Ujrzał Adama razem z Brooke. Trzymali się za ręce, przez co Tommy poczuł się dziwnie. Uśmiech zniknął z jego twarzy, kiedy wpatrywał się przez chwilę w ten jeden punkt. No tak. Mogłem się domyślić, że są parą, w końcu tak dobrze się dogadują. A w garderobie ona patrzyła na Adama jakby chciała pożreć go wzrokiem... Para nie zauważyła emocji blondyna. Byli roześmiani, a Joe bardzo dobrze ukrywał wszystkie uczucia pod bezbarwną maską.

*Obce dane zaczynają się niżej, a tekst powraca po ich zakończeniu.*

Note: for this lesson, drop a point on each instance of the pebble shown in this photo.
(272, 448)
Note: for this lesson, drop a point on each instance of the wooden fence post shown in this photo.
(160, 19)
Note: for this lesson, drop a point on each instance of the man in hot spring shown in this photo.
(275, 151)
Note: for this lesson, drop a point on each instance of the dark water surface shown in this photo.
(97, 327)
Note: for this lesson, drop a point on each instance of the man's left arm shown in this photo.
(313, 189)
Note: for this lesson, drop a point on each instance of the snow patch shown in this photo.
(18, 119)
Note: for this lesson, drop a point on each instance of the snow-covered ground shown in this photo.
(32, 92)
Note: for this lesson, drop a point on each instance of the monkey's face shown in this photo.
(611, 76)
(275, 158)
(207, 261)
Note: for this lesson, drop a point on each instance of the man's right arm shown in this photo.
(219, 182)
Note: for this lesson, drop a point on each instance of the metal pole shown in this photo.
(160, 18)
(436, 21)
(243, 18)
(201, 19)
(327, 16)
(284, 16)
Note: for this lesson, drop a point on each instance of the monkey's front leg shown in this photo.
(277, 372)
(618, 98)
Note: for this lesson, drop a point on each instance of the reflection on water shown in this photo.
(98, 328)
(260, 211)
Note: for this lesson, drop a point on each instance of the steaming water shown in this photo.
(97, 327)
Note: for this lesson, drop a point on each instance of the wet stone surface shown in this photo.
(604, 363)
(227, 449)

- Tommy, musisz iść z nami na parkiet. - Złapał go za ręce i pociągnął, by wstał. - Jest czadowo! - Zaczął ciągnąć go w kierunku parkietu, lecz Ratliff wyraźnie się opierał.

- Ale ja nie tańczę! Adam, puść mnie... - Próbował uwolnić się z żelaznego uścisku, ale Lambert nie puszczał. - Proszę, ja nie chcę... Ja nie umiem...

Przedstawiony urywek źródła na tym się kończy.